I entirely accept that this is not a case of mere inattention, which was the mischief referred to by Lord Tucker. But requirements of both common law and the regulations which I have identified have as part of their purpose the objective of ensuring that both employer and employee have taken stock of a situation where an appropriate work practice has to be identified so as to ensure that each has in mind the relevant risk and the necessary measures to obviate or reduce it. For the reasons that I have given, that was an obligation on the respondents, going beyond the actions and the decisions of the appellant and which was causative of the accident. It cannot therefore be said here that the fault of the appellant was co-extensive with the fault of the respondents. The respondents’ negligence and breaches of statutory duty were accordingly a cause of the accident.

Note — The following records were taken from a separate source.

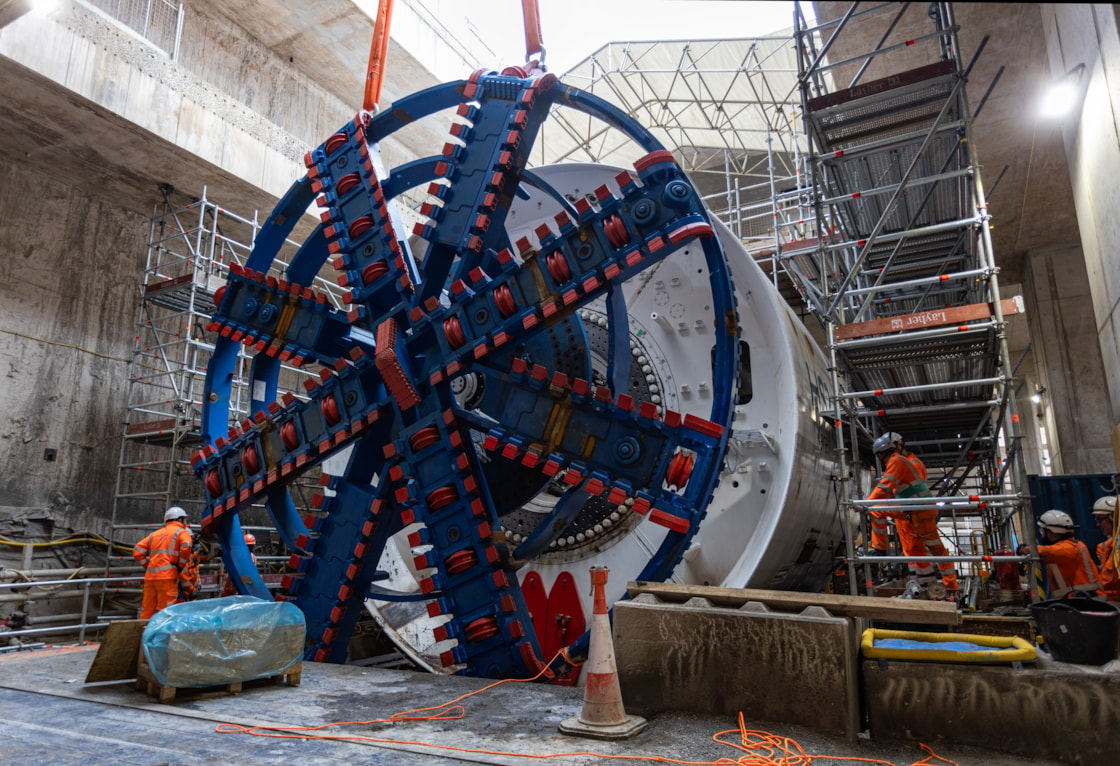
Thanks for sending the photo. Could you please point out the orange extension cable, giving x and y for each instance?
(759, 748)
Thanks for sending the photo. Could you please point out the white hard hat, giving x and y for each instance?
(886, 441)
(1104, 506)
(1058, 522)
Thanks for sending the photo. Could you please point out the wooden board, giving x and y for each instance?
(148, 683)
(954, 315)
(117, 655)
(868, 607)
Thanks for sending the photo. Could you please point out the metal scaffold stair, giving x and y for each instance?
(192, 248)
(902, 276)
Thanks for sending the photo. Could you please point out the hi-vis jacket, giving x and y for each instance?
(904, 476)
(1069, 568)
(167, 554)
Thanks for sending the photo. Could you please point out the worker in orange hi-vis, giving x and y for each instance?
(1069, 566)
(904, 475)
(1104, 512)
(170, 569)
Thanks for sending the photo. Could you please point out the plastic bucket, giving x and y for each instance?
(1079, 628)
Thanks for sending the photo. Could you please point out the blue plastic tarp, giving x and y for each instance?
(223, 641)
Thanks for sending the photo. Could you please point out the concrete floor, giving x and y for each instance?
(53, 718)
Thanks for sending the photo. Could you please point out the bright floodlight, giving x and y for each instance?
(1062, 95)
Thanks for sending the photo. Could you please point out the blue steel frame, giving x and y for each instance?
(474, 302)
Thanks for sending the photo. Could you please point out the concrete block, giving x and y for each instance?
(772, 666)
(1048, 710)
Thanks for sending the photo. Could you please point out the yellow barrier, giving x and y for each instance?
(1004, 648)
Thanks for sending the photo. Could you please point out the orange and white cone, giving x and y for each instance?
(603, 716)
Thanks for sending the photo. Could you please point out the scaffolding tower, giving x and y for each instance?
(902, 274)
(189, 252)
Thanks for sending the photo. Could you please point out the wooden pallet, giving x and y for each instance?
(148, 683)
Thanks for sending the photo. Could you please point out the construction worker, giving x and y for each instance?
(904, 475)
(1103, 512)
(170, 569)
(1069, 564)
(227, 587)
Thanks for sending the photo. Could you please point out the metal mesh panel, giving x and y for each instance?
(157, 20)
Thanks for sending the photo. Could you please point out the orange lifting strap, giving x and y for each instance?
(375, 72)
(534, 47)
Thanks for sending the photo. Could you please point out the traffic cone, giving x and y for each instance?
(603, 716)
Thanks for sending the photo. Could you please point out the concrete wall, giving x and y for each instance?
(1067, 362)
(94, 119)
(1086, 35)
(68, 286)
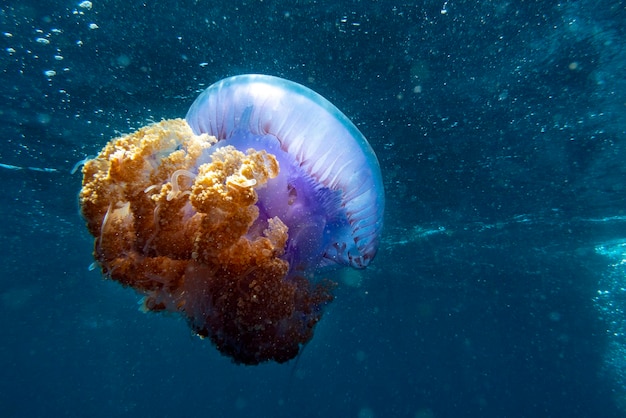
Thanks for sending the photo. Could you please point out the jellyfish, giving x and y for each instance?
(234, 216)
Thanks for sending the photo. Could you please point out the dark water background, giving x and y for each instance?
(500, 287)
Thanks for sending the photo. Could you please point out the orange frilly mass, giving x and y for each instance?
(185, 233)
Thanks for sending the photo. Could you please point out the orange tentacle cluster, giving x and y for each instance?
(185, 233)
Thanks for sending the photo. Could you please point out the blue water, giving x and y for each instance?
(500, 286)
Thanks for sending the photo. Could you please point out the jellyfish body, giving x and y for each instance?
(327, 165)
(231, 216)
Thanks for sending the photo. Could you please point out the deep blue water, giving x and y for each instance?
(500, 286)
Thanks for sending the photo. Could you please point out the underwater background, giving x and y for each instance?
(499, 289)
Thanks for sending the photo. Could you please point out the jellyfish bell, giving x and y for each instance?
(331, 169)
(231, 216)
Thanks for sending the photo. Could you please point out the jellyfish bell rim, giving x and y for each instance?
(303, 122)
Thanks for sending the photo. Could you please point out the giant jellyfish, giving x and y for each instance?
(233, 216)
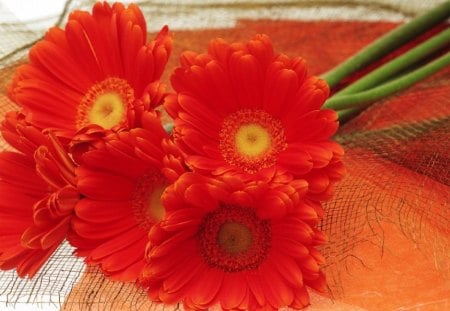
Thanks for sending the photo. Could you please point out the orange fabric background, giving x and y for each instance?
(389, 221)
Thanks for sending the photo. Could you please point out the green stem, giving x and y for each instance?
(365, 98)
(395, 66)
(388, 43)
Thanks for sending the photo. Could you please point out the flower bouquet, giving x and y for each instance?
(206, 193)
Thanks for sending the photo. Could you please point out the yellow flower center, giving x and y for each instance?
(147, 206)
(106, 104)
(251, 140)
(234, 238)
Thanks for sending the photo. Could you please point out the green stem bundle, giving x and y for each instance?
(388, 43)
(365, 98)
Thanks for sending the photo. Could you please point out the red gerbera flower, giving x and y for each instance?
(98, 70)
(225, 243)
(242, 109)
(37, 197)
(121, 181)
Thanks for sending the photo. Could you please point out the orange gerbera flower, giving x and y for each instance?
(242, 109)
(37, 197)
(121, 181)
(98, 70)
(223, 242)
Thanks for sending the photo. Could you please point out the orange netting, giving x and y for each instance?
(389, 221)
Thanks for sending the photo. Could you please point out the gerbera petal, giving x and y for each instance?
(247, 78)
(234, 290)
(296, 160)
(57, 61)
(118, 189)
(207, 286)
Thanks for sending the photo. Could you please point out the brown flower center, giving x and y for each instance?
(147, 206)
(251, 139)
(106, 104)
(232, 238)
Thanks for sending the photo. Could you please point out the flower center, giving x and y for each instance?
(105, 104)
(147, 206)
(232, 238)
(251, 140)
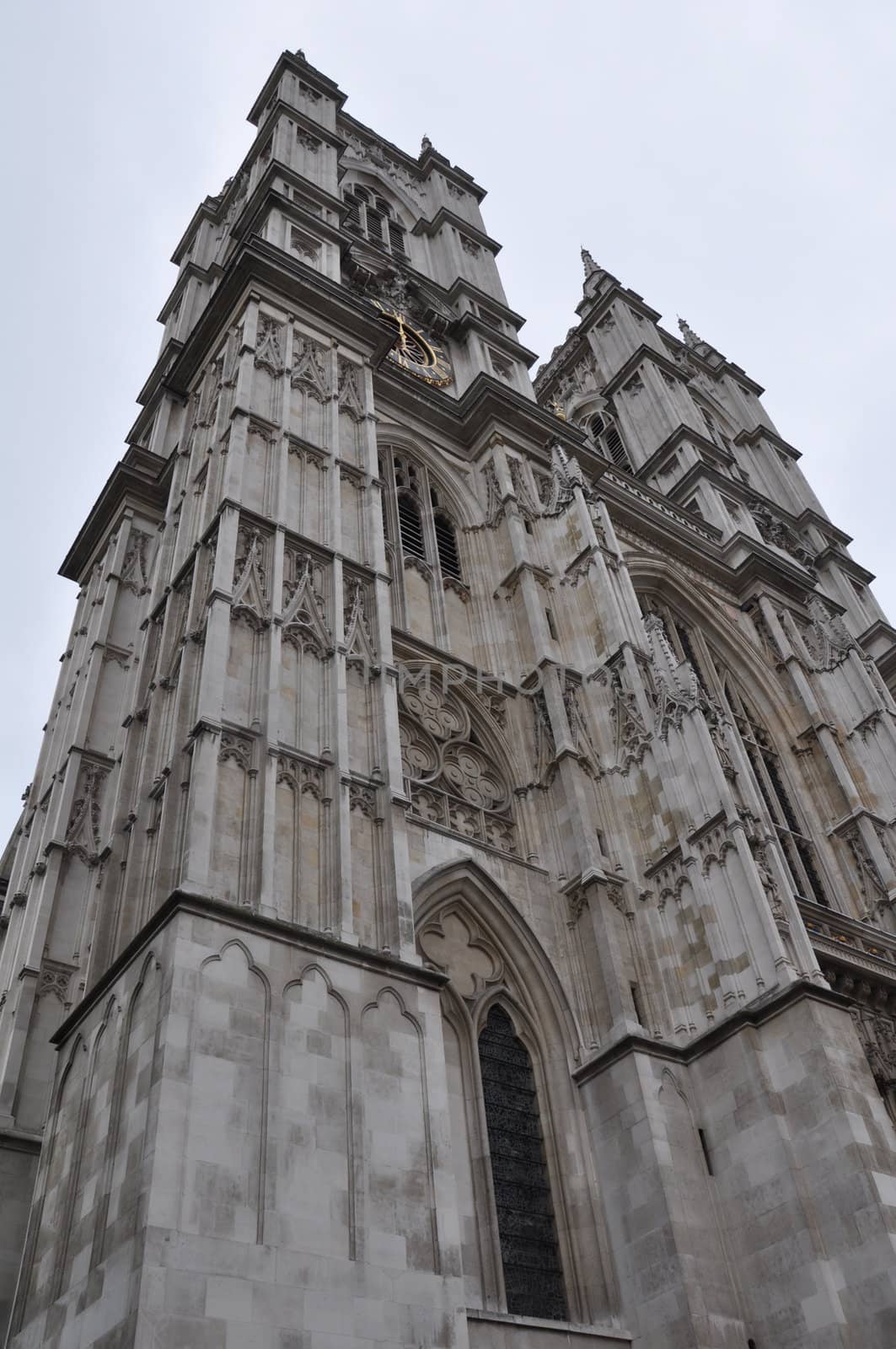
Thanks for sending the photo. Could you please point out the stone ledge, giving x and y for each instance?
(246, 921)
(501, 1330)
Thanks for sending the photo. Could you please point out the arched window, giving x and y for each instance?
(527, 1229)
(372, 218)
(421, 533)
(606, 436)
(761, 755)
(453, 776)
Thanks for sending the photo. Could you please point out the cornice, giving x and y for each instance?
(208, 208)
(139, 479)
(166, 357)
(460, 287)
(255, 265)
(431, 226)
(308, 73)
(281, 108)
(473, 323)
(244, 921)
(754, 1016)
(673, 440)
(186, 273)
(760, 432)
(630, 364)
(421, 166)
(846, 564)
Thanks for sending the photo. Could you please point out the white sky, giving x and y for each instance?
(730, 162)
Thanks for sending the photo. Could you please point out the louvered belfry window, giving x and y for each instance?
(410, 526)
(606, 436)
(527, 1229)
(374, 219)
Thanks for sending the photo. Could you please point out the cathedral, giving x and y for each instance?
(455, 901)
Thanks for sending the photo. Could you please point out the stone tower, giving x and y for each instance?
(453, 904)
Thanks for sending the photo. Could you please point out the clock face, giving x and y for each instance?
(413, 352)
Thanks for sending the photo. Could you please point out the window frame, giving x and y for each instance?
(415, 481)
(363, 202)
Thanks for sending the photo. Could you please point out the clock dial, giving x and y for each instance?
(413, 352)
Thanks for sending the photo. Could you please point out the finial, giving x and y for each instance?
(687, 332)
(588, 263)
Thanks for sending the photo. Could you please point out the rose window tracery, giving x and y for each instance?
(453, 779)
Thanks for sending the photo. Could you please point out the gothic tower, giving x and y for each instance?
(455, 899)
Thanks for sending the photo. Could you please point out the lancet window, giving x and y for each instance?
(608, 438)
(523, 1204)
(420, 533)
(372, 218)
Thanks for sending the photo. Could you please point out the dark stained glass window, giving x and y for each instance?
(529, 1252)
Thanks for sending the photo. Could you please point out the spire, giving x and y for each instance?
(588, 263)
(687, 334)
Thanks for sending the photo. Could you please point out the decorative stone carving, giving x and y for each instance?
(249, 579)
(869, 879)
(135, 570)
(304, 610)
(453, 777)
(269, 346)
(83, 831)
(455, 946)
(528, 508)
(632, 737)
(777, 533)
(54, 980)
(236, 748)
(494, 503)
(350, 397)
(676, 685)
(359, 647)
(362, 799)
(372, 154)
(579, 728)
(826, 637)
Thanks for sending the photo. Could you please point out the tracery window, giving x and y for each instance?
(420, 533)
(608, 438)
(372, 218)
(768, 772)
(527, 1229)
(453, 779)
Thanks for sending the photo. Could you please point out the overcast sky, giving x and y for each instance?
(730, 162)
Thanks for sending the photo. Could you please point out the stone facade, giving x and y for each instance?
(455, 899)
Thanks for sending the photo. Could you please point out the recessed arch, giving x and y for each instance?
(536, 988)
(528, 992)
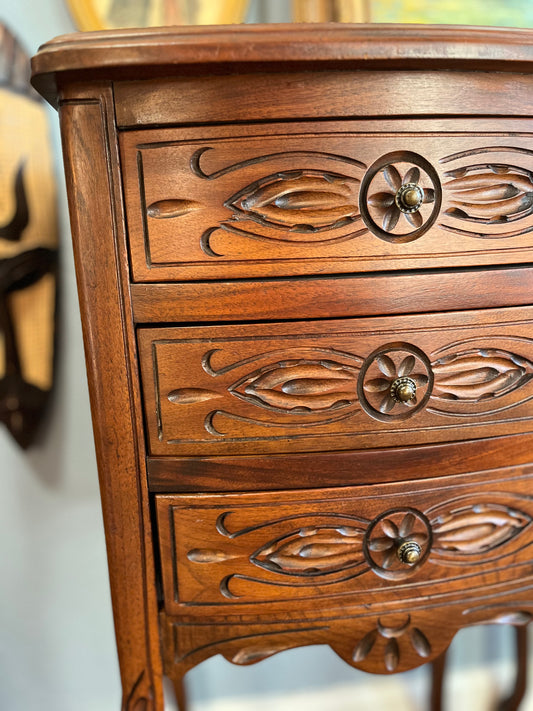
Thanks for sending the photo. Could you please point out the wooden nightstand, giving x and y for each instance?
(303, 265)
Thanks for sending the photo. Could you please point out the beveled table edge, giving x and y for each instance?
(355, 46)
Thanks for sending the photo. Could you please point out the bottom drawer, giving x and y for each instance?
(264, 553)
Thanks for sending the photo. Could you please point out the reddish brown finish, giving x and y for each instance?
(277, 201)
(300, 471)
(156, 53)
(323, 385)
(266, 357)
(87, 130)
(386, 293)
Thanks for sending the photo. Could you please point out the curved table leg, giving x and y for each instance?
(512, 703)
(437, 679)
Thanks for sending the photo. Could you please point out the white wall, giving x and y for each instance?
(57, 649)
(56, 632)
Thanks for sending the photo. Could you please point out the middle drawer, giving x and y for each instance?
(337, 384)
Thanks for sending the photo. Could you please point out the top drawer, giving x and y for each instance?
(328, 197)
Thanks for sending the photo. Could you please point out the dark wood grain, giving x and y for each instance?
(223, 554)
(155, 53)
(310, 386)
(87, 130)
(299, 471)
(339, 297)
(246, 96)
(276, 202)
(304, 265)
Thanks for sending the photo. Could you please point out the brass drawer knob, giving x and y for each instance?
(403, 389)
(409, 552)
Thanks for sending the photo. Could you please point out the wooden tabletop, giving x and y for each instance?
(150, 52)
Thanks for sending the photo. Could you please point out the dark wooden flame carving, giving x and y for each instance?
(490, 194)
(299, 200)
(313, 387)
(479, 374)
(300, 386)
(312, 551)
(325, 548)
(477, 528)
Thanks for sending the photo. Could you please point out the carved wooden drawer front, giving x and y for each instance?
(346, 384)
(289, 548)
(327, 197)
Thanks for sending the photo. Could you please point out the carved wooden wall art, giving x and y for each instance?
(304, 265)
(28, 248)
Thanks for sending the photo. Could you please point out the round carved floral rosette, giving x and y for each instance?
(395, 382)
(400, 197)
(397, 543)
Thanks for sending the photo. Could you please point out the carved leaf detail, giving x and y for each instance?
(520, 617)
(208, 555)
(299, 200)
(364, 647)
(165, 209)
(253, 654)
(497, 194)
(420, 643)
(300, 385)
(186, 396)
(477, 528)
(392, 655)
(312, 551)
(476, 375)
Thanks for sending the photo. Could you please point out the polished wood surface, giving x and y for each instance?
(304, 264)
(305, 199)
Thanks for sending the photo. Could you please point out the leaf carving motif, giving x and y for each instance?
(167, 209)
(477, 528)
(300, 385)
(490, 194)
(475, 375)
(312, 551)
(299, 200)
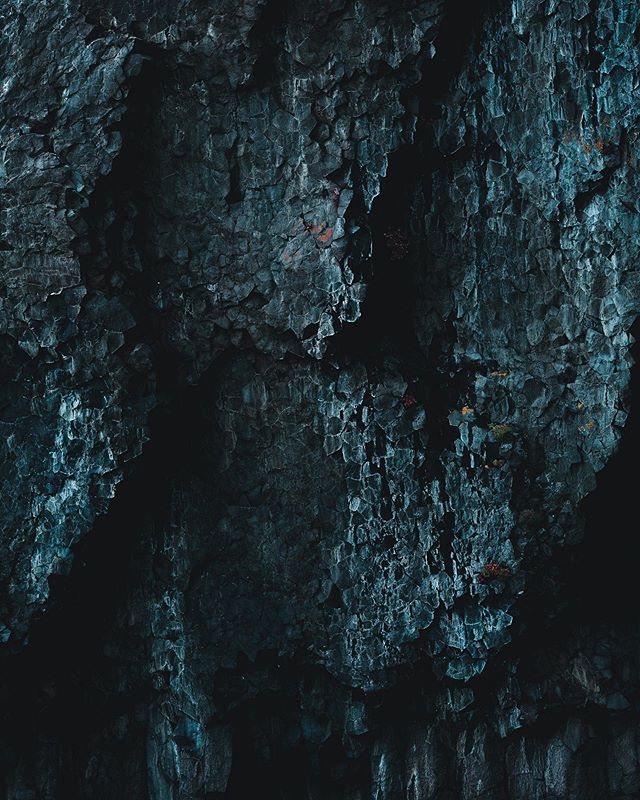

The question then arises as to the apportionment of liability. In Toole –v- Bolton Metropolitan Borough Council [2002] EWCA Civ 588, Buxton LJ said:
“It is not usual for there to be marked findings of contributory negligence in a breach of statutory duty case.”
There may well be some justification for that view in cases of momentary inattention by an employee. But where a risk has been consciously accepted by an employee, it seems to me that different considerations may arise. That is particularly so where the employee is skilled and the precaution in question is neither esoteric nor one which he could not take himself. In the present case he could have made himself a run-off bench, or ensured that Mr Webb was there when he cut the relevant fascia board. In those circumstances, it seems to me that the appellant can properly be required to bear the greater responsibility. I would assess his responsibility for the accident at 60%. Accordingly he is entitled to 40% of whatever damages are ultimately considered to be appropriate for the dreadful injury he suffered to his hand.
Lady Justice Arden: I agree.
Lord Justice Auld: I also agree.
Order:
Appeal allowed.
Order of HHJ Brown given in Liverpool County Court on 2nd May 2003 set aside and following order substituted therefor: (i) judgment for the appellant with a finding of contributory negligence assessed at 60%; (ii) respondents to pay the appellant's costs of the claim (save as hereinafter appears) to be the subject of detailed assessment on the standard basis in default of agreement; (iii) appellant shall pay respondents' costs of claim with respect to period of 8th April 2003 to 2nd May 2003 inclusive, such costs to be subject of a detailed assessment on the standard basis in default of agreement.
Matter to be remitted to Liverpool County Court for the purposes of disposal and assessment of damages and shall be listed for directions before a district judge in Liverpool County Court accordingly.
Respondents shall pay the appellant's costs of the appeal to be subject of detailed assessment on the standard basis in default of agreement.